Britain relies on Belgium for power amid heatwave pressure

Prices on cross-Channel interconnector hit record levels

Much of the UK's infrastructure struggled to cope with the extreme heat. Getty
Beta V.1.0 - Powered by automated translation

Britain had to pay more than 10 times the usual price to buy electricity from Belgium as the cost soared following last week's heatwave, analysts have said.

Prices on the Nemo link, a 140-kilometre cable under the English Channel, reached a record £9,724.54 ($11,119.01) per megawatt hour at one stage on Wednesday.

A more normal price would be well below £1,000.

Analysts at energy tracker EnAppSys said the price surge was caused by constraints on the British network, possibly linked to the two-day heatwave on Monday and Tuesday.

The heatwave brought record 40ºC temperatures to the UK and led to a spike in electricity demand, as many people turned to air conditioning in a country that rarely uses it.

To add to the pressure, a storm front was moving over Belgium that limited solar power capacity, and the heatwave across Europe may have reduced the output from wind turbines, the analysts said.

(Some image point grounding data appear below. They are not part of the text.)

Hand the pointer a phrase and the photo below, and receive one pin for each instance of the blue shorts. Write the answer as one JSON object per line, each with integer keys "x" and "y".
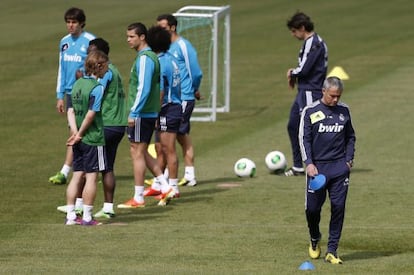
{"x": 88, "y": 158}
{"x": 187, "y": 108}
{"x": 170, "y": 118}
{"x": 142, "y": 131}
{"x": 113, "y": 136}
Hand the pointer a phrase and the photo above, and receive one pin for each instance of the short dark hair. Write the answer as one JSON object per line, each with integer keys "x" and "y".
{"x": 298, "y": 20}
{"x": 139, "y": 28}
{"x": 76, "y": 14}
{"x": 101, "y": 44}
{"x": 158, "y": 39}
{"x": 172, "y": 21}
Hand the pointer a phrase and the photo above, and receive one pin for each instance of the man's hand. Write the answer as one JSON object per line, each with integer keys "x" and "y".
{"x": 197, "y": 95}
{"x": 73, "y": 139}
{"x": 311, "y": 170}
{"x": 291, "y": 80}
{"x": 60, "y": 106}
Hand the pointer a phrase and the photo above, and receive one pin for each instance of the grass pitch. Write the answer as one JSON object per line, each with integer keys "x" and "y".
{"x": 225, "y": 225}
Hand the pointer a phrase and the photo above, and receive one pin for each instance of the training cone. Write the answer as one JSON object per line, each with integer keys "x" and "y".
{"x": 306, "y": 266}
{"x": 317, "y": 182}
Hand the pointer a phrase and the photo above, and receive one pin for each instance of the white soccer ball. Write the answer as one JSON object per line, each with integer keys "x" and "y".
{"x": 245, "y": 167}
{"x": 276, "y": 162}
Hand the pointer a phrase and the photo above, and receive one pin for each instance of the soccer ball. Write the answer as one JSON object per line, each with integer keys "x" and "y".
{"x": 245, "y": 167}
{"x": 276, "y": 162}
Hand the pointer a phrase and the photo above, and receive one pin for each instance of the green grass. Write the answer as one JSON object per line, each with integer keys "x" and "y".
{"x": 256, "y": 228}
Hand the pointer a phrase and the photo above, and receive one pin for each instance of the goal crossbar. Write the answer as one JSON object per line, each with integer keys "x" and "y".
{"x": 218, "y": 64}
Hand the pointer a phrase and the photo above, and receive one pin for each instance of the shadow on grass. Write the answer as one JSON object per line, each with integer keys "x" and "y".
{"x": 361, "y": 170}
{"x": 152, "y": 211}
{"x": 366, "y": 255}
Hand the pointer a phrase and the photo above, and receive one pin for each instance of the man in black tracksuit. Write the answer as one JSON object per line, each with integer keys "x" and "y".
{"x": 327, "y": 141}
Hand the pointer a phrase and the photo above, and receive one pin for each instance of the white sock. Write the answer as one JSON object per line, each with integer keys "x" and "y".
{"x": 189, "y": 173}
{"x": 108, "y": 207}
{"x": 139, "y": 194}
{"x": 174, "y": 184}
{"x": 65, "y": 170}
{"x": 87, "y": 212}
{"x": 156, "y": 185}
{"x": 70, "y": 212}
{"x": 161, "y": 179}
{"x": 166, "y": 173}
{"x": 79, "y": 203}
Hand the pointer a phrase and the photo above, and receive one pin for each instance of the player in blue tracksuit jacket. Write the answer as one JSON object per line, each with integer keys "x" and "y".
{"x": 308, "y": 76}
{"x": 72, "y": 54}
{"x": 327, "y": 141}
{"x": 170, "y": 117}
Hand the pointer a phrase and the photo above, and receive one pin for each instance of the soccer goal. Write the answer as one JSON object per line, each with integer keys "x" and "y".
{"x": 208, "y": 29}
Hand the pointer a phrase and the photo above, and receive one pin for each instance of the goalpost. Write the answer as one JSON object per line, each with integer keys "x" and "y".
{"x": 208, "y": 29}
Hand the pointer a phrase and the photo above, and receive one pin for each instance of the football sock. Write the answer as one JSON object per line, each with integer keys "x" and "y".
{"x": 166, "y": 173}
{"x": 189, "y": 173}
{"x": 65, "y": 170}
{"x": 70, "y": 212}
{"x": 139, "y": 194}
{"x": 79, "y": 203}
{"x": 87, "y": 212}
{"x": 108, "y": 207}
{"x": 174, "y": 184}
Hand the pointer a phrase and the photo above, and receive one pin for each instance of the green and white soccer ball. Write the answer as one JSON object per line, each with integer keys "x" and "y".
{"x": 245, "y": 167}
{"x": 276, "y": 162}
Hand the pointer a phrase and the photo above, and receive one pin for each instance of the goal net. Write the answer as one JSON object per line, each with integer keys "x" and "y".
{"x": 208, "y": 30}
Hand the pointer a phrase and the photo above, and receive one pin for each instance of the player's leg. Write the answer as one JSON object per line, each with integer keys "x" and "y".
{"x": 338, "y": 190}
{"x": 293, "y": 132}
{"x": 71, "y": 194}
{"x": 184, "y": 139}
{"x": 74, "y": 185}
{"x": 113, "y": 136}
{"x": 62, "y": 176}
{"x": 94, "y": 162}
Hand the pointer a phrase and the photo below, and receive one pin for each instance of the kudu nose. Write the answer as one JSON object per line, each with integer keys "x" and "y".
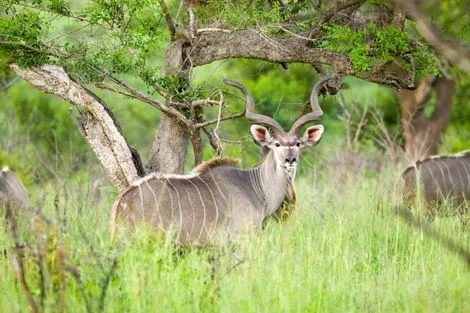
{"x": 291, "y": 160}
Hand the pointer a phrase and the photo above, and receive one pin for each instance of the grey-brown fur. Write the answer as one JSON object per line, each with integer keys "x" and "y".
{"x": 199, "y": 208}
{"x": 12, "y": 189}
{"x": 441, "y": 178}
{"x": 220, "y": 201}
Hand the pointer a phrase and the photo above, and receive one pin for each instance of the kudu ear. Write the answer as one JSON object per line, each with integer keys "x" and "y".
{"x": 261, "y": 135}
{"x": 313, "y": 135}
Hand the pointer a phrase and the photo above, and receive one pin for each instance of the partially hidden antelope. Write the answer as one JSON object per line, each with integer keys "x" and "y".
{"x": 12, "y": 190}
{"x": 440, "y": 180}
{"x": 219, "y": 201}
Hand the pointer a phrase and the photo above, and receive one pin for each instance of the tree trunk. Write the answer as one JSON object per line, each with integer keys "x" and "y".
{"x": 169, "y": 148}
{"x": 97, "y": 124}
{"x": 422, "y": 133}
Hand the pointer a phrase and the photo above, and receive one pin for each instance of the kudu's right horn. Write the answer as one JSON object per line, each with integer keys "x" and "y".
{"x": 250, "y": 106}
{"x": 317, "y": 112}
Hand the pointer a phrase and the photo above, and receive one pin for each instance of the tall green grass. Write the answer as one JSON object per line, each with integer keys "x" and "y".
{"x": 344, "y": 251}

“With the stress the Belgian system was under it is probably no coincidence that the cost of purchasing energy from Belgium was high,” they said.

The summer strains come amid concerns over how Europe will cope with potential gas shortages this winter if supplies from Russia completely dry up.

Britain's grid operator sent out two automated warning notices to the market last week signalling that more power needed to be generated, the Daily Telegraph reported.

The UK has interconnectors with France, Ireland, Belgium, the Netherlands and Norway which send power in both directions.

The cables cover Britain's needs when its main workhorses of gas, nuclear and wind are not generating enough power. Imports and exports were broadly equal on Monday.

Britain and Belgium agreed in principle in February to build a second link.

In the north of England, thousands of households suffered power cuts as Britain buckled in last week's heat, with trains and aircraft grinding to a halt and many people choosing to stay at home.

In addition, solar panels are less efficient in extreme heat and the optimum temperature is about 25ºC, an industry group in Britain said, with records set in the spring rather than summer.

Still, it said solar power provided about a quarter of Britain's electricity at the height of last Tuesday's extreme heat.